Speaker
Description
Recent work on identifying suitable sites for the next-generation gravitational wave observatory, Cosmic Explorer (CE), includes site visits, efforts to build relationships with relevant communities surrounding promising sites, characterizing costs of construction, and finding suitable sites based on scientific thresholds. The common theme amongst these complementary efforts is Geographic Information Systems (GIS). GIS, like many other forms of data science, has a blooming community of researchers integrating their domain expertise with Artificial Intelligence (AI) to find spatial patterns in noisy data with non-linear relationships.
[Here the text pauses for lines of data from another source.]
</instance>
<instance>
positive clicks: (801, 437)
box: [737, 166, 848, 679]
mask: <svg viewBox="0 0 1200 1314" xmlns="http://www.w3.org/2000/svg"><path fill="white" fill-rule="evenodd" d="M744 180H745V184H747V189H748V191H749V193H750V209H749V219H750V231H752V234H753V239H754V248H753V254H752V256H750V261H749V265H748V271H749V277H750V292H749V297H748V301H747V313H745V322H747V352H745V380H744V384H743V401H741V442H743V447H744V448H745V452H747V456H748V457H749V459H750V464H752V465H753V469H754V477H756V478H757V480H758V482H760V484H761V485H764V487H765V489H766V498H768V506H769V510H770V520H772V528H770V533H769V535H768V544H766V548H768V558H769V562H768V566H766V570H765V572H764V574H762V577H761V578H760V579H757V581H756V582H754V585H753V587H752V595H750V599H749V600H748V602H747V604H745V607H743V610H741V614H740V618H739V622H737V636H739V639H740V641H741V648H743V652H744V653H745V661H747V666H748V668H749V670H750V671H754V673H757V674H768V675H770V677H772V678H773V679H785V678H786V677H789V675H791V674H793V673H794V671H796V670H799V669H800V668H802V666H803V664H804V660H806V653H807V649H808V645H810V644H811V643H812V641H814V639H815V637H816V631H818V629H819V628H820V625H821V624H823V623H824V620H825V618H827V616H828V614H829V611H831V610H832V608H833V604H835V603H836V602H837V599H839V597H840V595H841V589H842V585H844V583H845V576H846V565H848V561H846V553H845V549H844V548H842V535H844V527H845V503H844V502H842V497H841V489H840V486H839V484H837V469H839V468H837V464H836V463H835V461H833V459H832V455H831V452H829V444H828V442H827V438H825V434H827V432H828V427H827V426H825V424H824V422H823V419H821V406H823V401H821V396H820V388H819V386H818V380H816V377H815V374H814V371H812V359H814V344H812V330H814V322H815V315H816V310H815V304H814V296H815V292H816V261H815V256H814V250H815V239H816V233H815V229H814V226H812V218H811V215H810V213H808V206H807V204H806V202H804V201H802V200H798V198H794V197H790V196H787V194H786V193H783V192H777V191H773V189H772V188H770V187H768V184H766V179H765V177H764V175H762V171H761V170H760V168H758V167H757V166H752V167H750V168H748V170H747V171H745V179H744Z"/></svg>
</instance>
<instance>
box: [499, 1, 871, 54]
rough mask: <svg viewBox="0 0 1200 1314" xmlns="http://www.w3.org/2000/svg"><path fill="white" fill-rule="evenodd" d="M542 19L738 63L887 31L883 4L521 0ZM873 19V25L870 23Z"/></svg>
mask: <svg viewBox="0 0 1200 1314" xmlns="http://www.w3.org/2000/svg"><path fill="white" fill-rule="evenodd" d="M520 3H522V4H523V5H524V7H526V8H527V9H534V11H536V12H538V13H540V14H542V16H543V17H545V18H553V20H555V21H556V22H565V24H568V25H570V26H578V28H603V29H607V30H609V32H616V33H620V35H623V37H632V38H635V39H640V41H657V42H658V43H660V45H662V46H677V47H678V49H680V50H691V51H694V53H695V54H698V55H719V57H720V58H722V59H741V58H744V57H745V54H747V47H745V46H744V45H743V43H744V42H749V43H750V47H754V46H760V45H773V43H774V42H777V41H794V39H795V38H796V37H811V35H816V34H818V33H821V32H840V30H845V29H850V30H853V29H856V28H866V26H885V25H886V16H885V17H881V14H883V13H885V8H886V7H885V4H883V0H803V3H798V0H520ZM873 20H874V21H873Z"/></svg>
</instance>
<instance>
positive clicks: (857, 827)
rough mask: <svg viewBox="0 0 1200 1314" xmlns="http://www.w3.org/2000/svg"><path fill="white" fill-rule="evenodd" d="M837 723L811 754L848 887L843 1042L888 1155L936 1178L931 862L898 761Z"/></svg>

In GIS, deploying AI into spatial analysis is referred to as GeoAI. With promising sites for Cosmic Explorer identified at the national scale, local analysis requires the use of GeoAI [DS1.1]to forecast future sources of anthropogenic noise as well as environmental hazards to Cosmic Explorer at potentially promising sites. This presentation explores how GeoAI will be used in local-scale and site level analysis to predict future land use (a principal concern for anthropogenic noise) and flood hazard simulation mapping in often remote, sparsely mapped portions of the contiguous United States. GeoAI will be key to bring CE to realization as local-scale and site level analysis will require spatial analysis that utilizes neural networks and deep learning.